The situation escalated further over the weekend, when the first strikes were launched shortly… pic.twitter.com/Wkr2fqtqPz
Solitamente, ampi trasferimenti verso le piattaforme di trading vengono interpretati come un segnale di potenziale pressione di vendita, poiché gli investitori spostano i token dai portafogli privati agli exchange per facilitarne la liquidazione. Tuttavia, gli esperti sottolineano che tali afflussi non si traducono automaticamente in vendite immediate. Questi movimenti potrebbero riflettere:
- Riposizionamento della liquidità;
- Strategie di arbitraggio;
- Gestione delle garanzie (collateral);
- Misure precauzionali per far fronte alla volatilità.
Analisi delle riserve e performance di mercato
I dati di CryptoQuant rivelano che le riserve di XRP sugli exchange erano in costante calo dall'ottobre 2025. L'attuale picco segna una modesta inversione di questa tendenza, suggerendo che i grandi detentori stiano cercando flessibilità operativa.

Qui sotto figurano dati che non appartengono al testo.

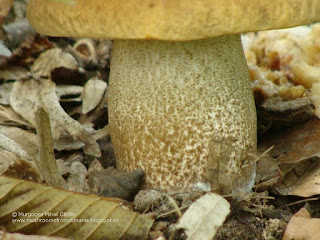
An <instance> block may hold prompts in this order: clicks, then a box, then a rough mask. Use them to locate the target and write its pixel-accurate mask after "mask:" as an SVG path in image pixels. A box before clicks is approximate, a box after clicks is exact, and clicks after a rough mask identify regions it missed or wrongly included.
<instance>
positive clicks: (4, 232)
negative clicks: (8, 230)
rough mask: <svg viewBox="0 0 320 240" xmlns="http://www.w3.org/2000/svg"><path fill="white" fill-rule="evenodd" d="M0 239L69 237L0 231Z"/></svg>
mask: <svg viewBox="0 0 320 240" xmlns="http://www.w3.org/2000/svg"><path fill="white" fill-rule="evenodd" d="M0 239H3V240H67V239H69V238H59V237H47V236H40V235H25V234H21V233H7V232H3V231H0Z"/></svg>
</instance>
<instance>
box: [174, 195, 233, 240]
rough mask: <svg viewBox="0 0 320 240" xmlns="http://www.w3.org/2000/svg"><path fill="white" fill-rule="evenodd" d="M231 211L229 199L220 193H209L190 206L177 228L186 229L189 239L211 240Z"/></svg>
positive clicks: (180, 221) (192, 239)
mask: <svg viewBox="0 0 320 240" xmlns="http://www.w3.org/2000/svg"><path fill="white" fill-rule="evenodd" d="M229 213H230V204H229V203H228V201H227V200H225V199H224V198H223V197H221V196H220V195H218V194H215V193H207V194H206V195H204V196H202V197H201V198H199V199H198V200H197V201H195V202H194V203H193V204H192V205H191V206H190V207H189V209H188V210H187V211H186V212H185V213H184V215H183V216H182V218H181V219H180V220H179V222H178V224H177V225H176V229H181V228H182V229H185V232H186V234H187V236H188V237H187V239H188V240H193V239H194V240H198V239H202V240H211V239H212V238H213V237H214V235H215V234H216V232H217V230H218V228H219V227H220V226H221V225H222V224H223V222H224V221H225V219H226V217H227V216H228V214H229Z"/></svg>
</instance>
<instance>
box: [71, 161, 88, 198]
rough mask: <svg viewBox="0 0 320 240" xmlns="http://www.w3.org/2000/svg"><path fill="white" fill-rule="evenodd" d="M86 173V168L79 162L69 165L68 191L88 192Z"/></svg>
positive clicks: (75, 162)
mask: <svg viewBox="0 0 320 240" xmlns="http://www.w3.org/2000/svg"><path fill="white" fill-rule="evenodd" d="M87 172H88V170H87V168H86V166H85V165H83V164H82V163H81V162H73V163H71V166H70V170H69V177H68V179H67V185H68V189H69V190H71V191H75V192H88V191H87V189H89V186H88V181H87Z"/></svg>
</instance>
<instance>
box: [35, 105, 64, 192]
mask: <svg viewBox="0 0 320 240" xmlns="http://www.w3.org/2000/svg"><path fill="white" fill-rule="evenodd" d="M36 123H37V126H36V129H37V137H38V140H39V153H40V154H39V155H40V158H39V160H38V159H36V158H35V162H36V163H37V165H38V168H39V169H40V171H41V175H42V176H43V178H44V179H45V180H46V182H47V183H48V184H49V185H51V186H54V187H61V188H65V189H66V188H67V184H66V182H65V180H64V179H63V178H62V176H61V174H60V171H59V169H58V165H57V162H56V159H55V155H54V148H53V139H52V133H51V124H50V119H49V115H48V113H47V112H46V111H45V110H43V108H39V109H38V110H37V111H36Z"/></svg>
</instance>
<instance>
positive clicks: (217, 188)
mask: <svg viewBox="0 0 320 240" xmlns="http://www.w3.org/2000/svg"><path fill="white" fill-rule="evenodd" d="M108 94H109V122H110V131H111V138H112V143H113V145H114V148H115V153H116V156H117V165H118V168H119V169H120V170H126V171H132V170H135V169H137V168H141V169H143V170H144V171H145V173H146V179H145V181H146V182H145V187H146V188H161V189H163V190H166V191H176V190H181V189H194V188H200V189H202V190H218V191H220V192H222V193H231V192H237V191H240V190H245V191H248V190H250V189H251V187H252V185H253V179H254V175H255V162H254V157H253V156H254V154H255V153H256V145H257V139H256V111H255V104H254V98H253V93H252V90H251V87H250V80H249V73H248V69H247V64H246V60H245V57H244V54H243V49H242V45H241V40H240V36H239V35H238V34H236V35H227V36H221V37H215V38H210V39H205V40H195V41H187V42H168V41H157V40H148V41H143V40H117V41H115V43H114V46H113V55H112V63H111V76H110V85H109V93H108Z"/></svg>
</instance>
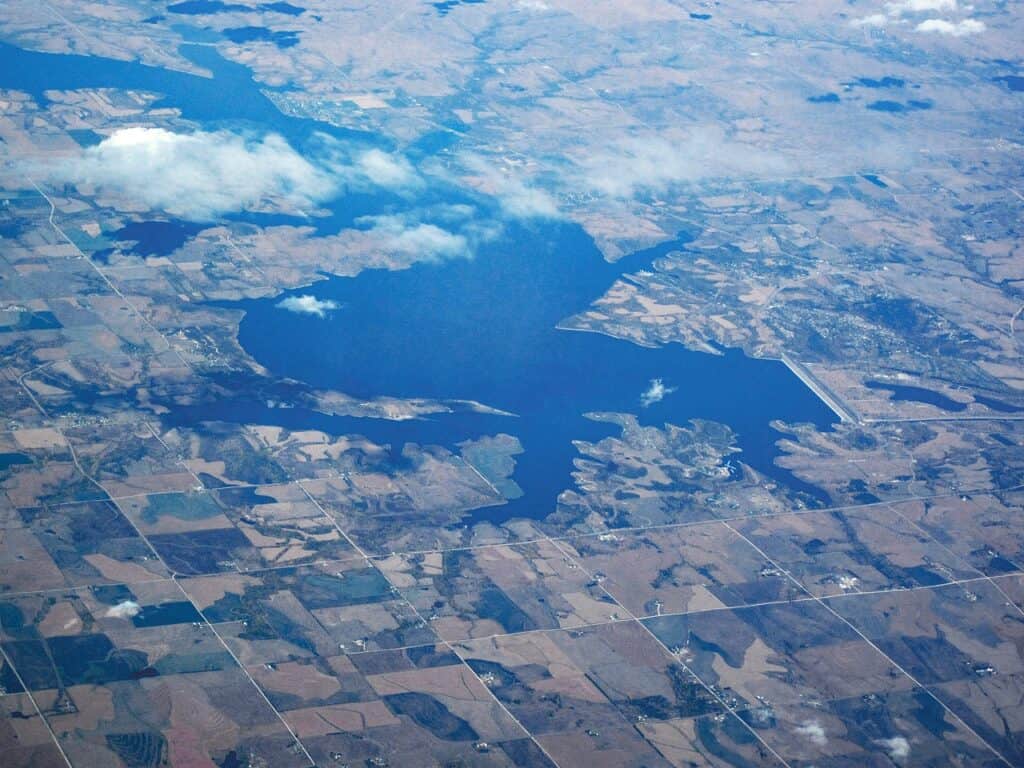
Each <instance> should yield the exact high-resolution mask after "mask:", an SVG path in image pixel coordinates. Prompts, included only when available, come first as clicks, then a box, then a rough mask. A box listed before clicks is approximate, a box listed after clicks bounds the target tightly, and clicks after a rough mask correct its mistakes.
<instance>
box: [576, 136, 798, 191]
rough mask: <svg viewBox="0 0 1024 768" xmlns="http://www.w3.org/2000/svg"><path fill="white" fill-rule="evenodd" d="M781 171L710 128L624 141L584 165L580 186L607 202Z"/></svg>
mask: <svg viewBox="0 0 1024 768" xmlns="http://www.w3.org/2000/svg"><path fill="white" fill-rule="evenodd" d="M782 170H784V167H783V164H782V162H781V160H780V159H779V158H777V157H775V156H772V155H768V154H767V153H765V152H764V151H762V150H759V148H757V147H755V146H752V145H750V144H744V143H740V142H738V141H734V140H731V139H730V138H728V137H727V136H726V135H725V134H723V133H722V131H721V130H720V129H718V128H712V127H709V128H699V129H694V130H692V131H691V132H690V133H689V134H688V135H686V136H685V137H682V138H680V139H677V140H674V141H670V140H668V139H666V138H664V137H660V136H649V137H645V138H632V139H629V140H626V141H623V142H621V143H620V144H618V145H616V146H614V147H612V148H611V150H609V151H608V152H606V153H604V154H601V155H599V156H596V157H594V158H592V159H589V160H588V161H587V163H586V168H585V172H584V179H583V183H584V184H585V185H586V186H587V187H588V188H589V189H592V190H594V191H597V193H600V194H603V195H607V196H609V197H614V198H631V197H633V196H634V195H636V194H637V193H639V191H651V193H664V191H666V190H668V189H670V188H671V187H673V186H675V185H677V184H680V183H685V182H692V181H697V180H700V179H705V178H714V177H732V178H734V177H737V176H750V175H760V174H772V173H776V172H779V171H782Z"/></svg>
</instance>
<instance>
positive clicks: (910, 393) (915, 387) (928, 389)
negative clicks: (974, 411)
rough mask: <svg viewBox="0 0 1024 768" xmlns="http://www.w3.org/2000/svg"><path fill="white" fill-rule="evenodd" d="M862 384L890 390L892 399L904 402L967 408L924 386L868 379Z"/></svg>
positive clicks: (964, 403) (962, 410)
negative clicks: (895, 382) (910, 384)
mask: <svg viewBox="0 0 1024 768" xmlns="http://www.w3.org/2000/svg"><path fill="white" fill-rule="evenodd" d="M864 386H866V387H867V388H868V389H881V390H884V391H887V392H892V399H894V400H897V401H900V400H902V401H905V402H923V403H925V404H927V406H935V407H936V408H941V409H942V410H943V411H949V412H952V413H959V412H961V411H966V410H967V404H966V403H964V402H958V401H957V400H954V399H952V398H950V397H946V396H945V395H944V394H942V393H941V392H936V391H934V390H932V389H926V388H925V387H914V386H908V385H906V384H893V383H891V382H888V381H868V382H865V384H864Z"/></svg>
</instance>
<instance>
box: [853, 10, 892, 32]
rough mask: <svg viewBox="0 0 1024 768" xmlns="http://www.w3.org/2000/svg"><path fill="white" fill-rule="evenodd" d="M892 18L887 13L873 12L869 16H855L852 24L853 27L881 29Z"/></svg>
mask: <svg viewBox="0 0 1024 768" xmlns="http://www.w3.org/2000/svg"><path fill="white" fill-rule="evenodd" d="M890 20H892V19H891V18H890V17H889V16H887V15H886V14H885V13H871V14H870V15H869V16H864V17H863V18H854V19H853V20H852V22H850V24H851V25H852V26H853V27H870V28H874V29H879V28H882V27H885V26H886V25H887V24H889V22H890Z"/></svg>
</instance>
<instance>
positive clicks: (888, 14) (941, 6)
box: [850, 0, 985, 37]
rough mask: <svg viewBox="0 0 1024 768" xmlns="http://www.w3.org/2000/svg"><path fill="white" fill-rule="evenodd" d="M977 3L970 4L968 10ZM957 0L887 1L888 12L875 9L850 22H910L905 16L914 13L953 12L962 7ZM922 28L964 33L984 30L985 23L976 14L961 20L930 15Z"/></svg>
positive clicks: (924, 23)
mask: <svg viewBox="0 0 1024 768" xmlns="http://www.w3.org/2000/svg"><path fill="white" fill-rule="evenodd" d="M972 7H973V6H970V5H969V6H967V7H966V9H967V10H968V11H970V10H971V8H972ZM958 8H959V6H958V5H957V2H956V0H894V2H889V3H886V5H885V13H871V14H870V15H867V16H862V17H861V18H855V19H853V20H852V22H850V24H851V26H853V27H869V28H874V29H881V28H883V27H886V26H888V25H889V24H906V22H907V20H908V19H906V18H905V16H913V15H918V14H922V13H943V12H950V13H953V12H955V11H956V10H958ZM914 29H915V30H916V31H918V32H938V33H940V34H943V35H952V36H955V37H964V36H965V35H973V34H975V33H978V32H982V31H984V29H985V25H984V24H982V23H981V22H978V20H976V19H973V18H965V19H963V20H961V22H948V20H946V19H944V18H929V19H926V20H924V22H922V23H921V24H919V25H918V26H916V27H915V28H914Z"/></svg>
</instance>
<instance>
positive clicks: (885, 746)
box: [874, 736, 910, 760]
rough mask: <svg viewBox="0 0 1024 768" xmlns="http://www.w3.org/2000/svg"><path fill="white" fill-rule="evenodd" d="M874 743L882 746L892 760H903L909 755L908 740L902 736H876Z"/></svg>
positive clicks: (904, 759)
mask: <svg viewBox="0 0 1024 768" xmlns="http://www.w3.org/2000/svg"><path fill="white" fill-rule="evenodd" d="M874 743H877V744H879V745H880V746H882V748H883V749H884V750H885V751H886V752H888V753H889V757H891V758H892V759H893V760H905V759H906V758H907V757H908V756H909V755H910V742H909V741H907V740H906V739H905V738H903V736H893V737H892V738H878V739H876V740H874Z"/></svg>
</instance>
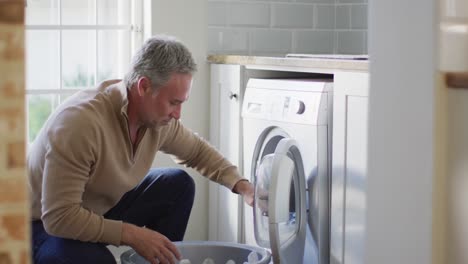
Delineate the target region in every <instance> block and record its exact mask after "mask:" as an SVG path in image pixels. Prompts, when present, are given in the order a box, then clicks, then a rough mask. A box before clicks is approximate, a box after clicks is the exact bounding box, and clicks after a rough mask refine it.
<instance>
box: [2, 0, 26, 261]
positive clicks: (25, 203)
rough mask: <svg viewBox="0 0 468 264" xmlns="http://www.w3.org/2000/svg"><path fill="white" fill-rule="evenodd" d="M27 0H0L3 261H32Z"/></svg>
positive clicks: (2, 243)
mask: <svg viewBox="0 0 468 264" xmlns="http://www.w3.org/2000/svg"><path fill="white" fill-rule="evenodd" d="M24 89H25V85H24V2H22V1H19V0H18V1H14V0H6V1H5V0H0V263H1V264H10V263H21V264H23V263H30V257H29V252H30V246H29V245H30V242H29V204H28V200H27V192H26V171H25V110H24V108H25V96H24Z"/></svg>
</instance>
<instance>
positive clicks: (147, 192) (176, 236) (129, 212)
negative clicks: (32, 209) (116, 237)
mask: <svg viewBox="0 0 468 264" xmlns="http://www.w3.org/2000/svg"><path fill="white" fill-rule="evenodd" d="M194 195H195V184H194V182H193V179H192V178H191V177H190V176H189V175H188V174H187V173H186V172H185V171H183V170H180V169H152V170H150V171H149V173H148V175H146V177H145V178H144V179H143V181H142V182H141V183H140V184H139V185H138V186H136V187H135V188H134V189H133V190H131V191H129V192H127V193H126V194H125V195H124V196H123V197H122V198H121V200H120V201H119V202H118V203H117V204H116V205H115V206H114V207H113V208H111V209H110V210H109V211H108V212H107V213H105V214H104V217H105V218H108V219H115V220H122V221H124V222H127V223H132V224H135V225H137V226H146V227H147V228H150V229H153V230H155V231H158V232H159V233H161V234H163V235H165V236H166V237H168V238H169V239H170V240H171V241H181V240H182V239H183V237H184V234H185V229H186V228H187V222H188V219H189V216H190V211H191V210H192V205H193V199H194ZM32 243H33V248H32V250H33V259H34V263H36V264H45V263H47V264H55V263H58V264H75V263H76V264H78V263H79V264H84V263H86V264H91V263H100V264H107V263H109V264H110V263H113V264H114V263H116V261H115V259H114V257H113V256H112V254H111V252H110V251H109V250H108V249H107V247H106V246H107V245H106V244H102V243H91V242H82V241H79V240H73V239H66V238H60V237H54V236H51V235H49V234H47V232H46V231H45V230H44V227H43V225H42V222H41V221H40V220H38V221H33V223H32Z"/></svg>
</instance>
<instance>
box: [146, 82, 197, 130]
mask: <svg viewBox="0 0 468 264" xmlns="http://www.w3.org/2000/svg"><path fill="white" fill-rule="evenodd" d="M191 87H192V75H191V74H181V73H174V74H172V75H171V77H170V79H169V81H168V82H167V83H166V84H165V85H163V86H161V87H159V88H158V89H157V90H156V92H153V91H152V90H151V89H148V91H147V92H146V93H145V94H144V96H143V100H142V104H143V105H142V108H143V109H142V110H143V111H142V114H141V115H142V119H141V121H142V122H143V124H144V125H145V126H147V127H159V126H164V125H167V124H168V123H169V121H171V119H173V118H174V119H179V118H180V115H181V111H182V103H183V102H185V101H187V100H188V98H189V95H190V88H191Z"/></svg>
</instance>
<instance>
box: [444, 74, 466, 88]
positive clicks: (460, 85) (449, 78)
mask: <svg viewBox="0 0 468 264" xmlns="http://www.w3.org/2000/svg"><path fill="white" fill-rule="evenodd" d="M444 78H445V84H446V85H447V87H448V88H456V89H468V72H445V73H444Z"/></svg>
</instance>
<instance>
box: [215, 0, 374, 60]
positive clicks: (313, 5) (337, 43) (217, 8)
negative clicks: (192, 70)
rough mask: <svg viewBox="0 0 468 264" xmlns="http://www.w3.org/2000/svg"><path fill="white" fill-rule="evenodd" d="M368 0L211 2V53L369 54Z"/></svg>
mask: <svg viewBox="0 0 468 264" xmlns="http://www.w3.org/2000/svg"><path fill="white" fill-rule="evenodd" d="M367 3H368V1H367V0H289V1H288V0H248V1H247V0H208V44H209V52H210V53H211V54H235V55H257V56H269V55H271V56H284V55H286V54H287V53H321V54H328V53H329V54H333V53H335V54H366V53H367Z"/></svg>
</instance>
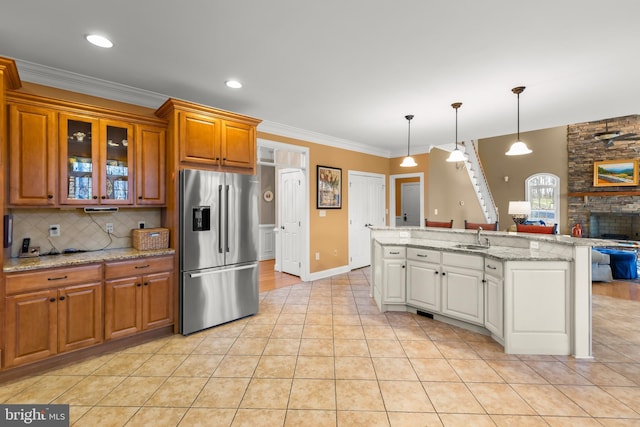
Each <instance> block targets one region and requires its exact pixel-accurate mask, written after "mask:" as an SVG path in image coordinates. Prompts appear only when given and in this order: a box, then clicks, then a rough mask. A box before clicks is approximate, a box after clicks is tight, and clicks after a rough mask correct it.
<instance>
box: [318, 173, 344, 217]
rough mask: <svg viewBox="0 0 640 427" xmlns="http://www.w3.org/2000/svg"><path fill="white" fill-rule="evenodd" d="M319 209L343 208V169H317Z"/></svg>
mask: <svg viewBox="0 0 640 427" xmlns="http://www.w3.org/2000/svg"><path fill="white" fill-rule="evenodd" d="M316 172H317V178H318V191H317V192H318V194H317V199H316V200H317V202H316V207H317V208H318V209H340V208H342V169H340V168H332V167H329V166H318V167H317V171H316Z"/></svg>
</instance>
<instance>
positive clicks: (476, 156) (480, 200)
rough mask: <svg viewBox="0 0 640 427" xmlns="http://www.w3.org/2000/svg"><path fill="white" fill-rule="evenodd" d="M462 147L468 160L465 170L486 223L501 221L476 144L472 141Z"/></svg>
mask: <svg viewBox="0 0 640 427" xmlns="http://www.w3.org/2000/svg"><path fill="white" fill-rule="evenodd" d="M462 146H463V151H464V154H465V158H466V160H465V161H464V165H465V169H466V170H467V173H468V174H469V179H470V180H471V185H473V188H474V190H475V193H476V196H477V197H478V202H479V203H480V208H481V209H482V212H483V213H484V217H485V220H486V222H496V221H498V219H499V218H498V210H497V209H496V204H495V202H494V200H493V196H492V195H491V190H490V189H489V185H488V184H487V178H486V176H485V174H484V169H482V164H481V163H480V159H479V157H478V150H477V147H476V144H475V142H474V141H473V140H471V141H469V142H463V143H462Z"/></svg>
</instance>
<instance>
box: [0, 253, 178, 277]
mask: <svg viewBox="0 0 640 427" xmlns="http://www.w3.org/2000/svg"><path fill="white" fill-rule="evenodd" d="M174 253H175V250H173V249H153V250H148V251H141V250H138V249H134V248H123V249H106V250H102V251H88V252H76V253H71V254H60V255H43V256H39V257H33V258H9V259H5V260H4V268H3V271H4V272H5V273H14V272H19V271H29V270H38V269H41V268H56V267H69V266H74V265H81V264H91V263H97V262H104V261H123V260H130V259H136V258H144V257H150V256H160V255H173V254H174Z"/></svg>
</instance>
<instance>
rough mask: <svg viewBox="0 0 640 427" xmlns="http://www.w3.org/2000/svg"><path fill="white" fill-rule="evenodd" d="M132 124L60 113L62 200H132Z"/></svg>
mask: <svg viewBox="0 0 640 427" xmlns="http://www.w3.org/2000/svg"><path fill="white" fill-rule="evenodd" d="M132 135H133V126H132V125H130V124H128V123H125V122H120V121H115V120H106V119H97V118H91V117H83V116H74V115H68V114H61V115H60V194H61V197H60V198H61V199H60V204H67V205H93V204H116V205H129V204H132V200H133V194H132V193H133V191H132V182H133V181H132V180H130V179H129V175H130V167H131V166H132V164H133V150H132V147H131V144H130V142H131V137H132Z"/></svg>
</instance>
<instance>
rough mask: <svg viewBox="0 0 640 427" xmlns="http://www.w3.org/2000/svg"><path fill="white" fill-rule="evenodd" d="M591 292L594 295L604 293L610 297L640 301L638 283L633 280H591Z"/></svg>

Sul fronte dei prezzi, XRP ha seguito il ribasso generale del mercato. Secondo i dati di Markets data, l'altcoin ha perso oltre il 4% nelle ultime 24 ore, scambiando a $1,37 al momento della scrittura.
Cosa aspettarsi per i prossimi giorni
I prossimi giorni saranno decisivi per capire se il movimento da 652 milioni di dollari sia stato un evento isolato o l'inizio di una fase di distribuzione più profonda da parte delle "balene". Mentre il rischio geopolitico continua a scontrarsi con la struttura del mercato crypto, XRP rimane in bilico tra la volatilità di breve termine e le sue prospettive di adozione a lungo termine.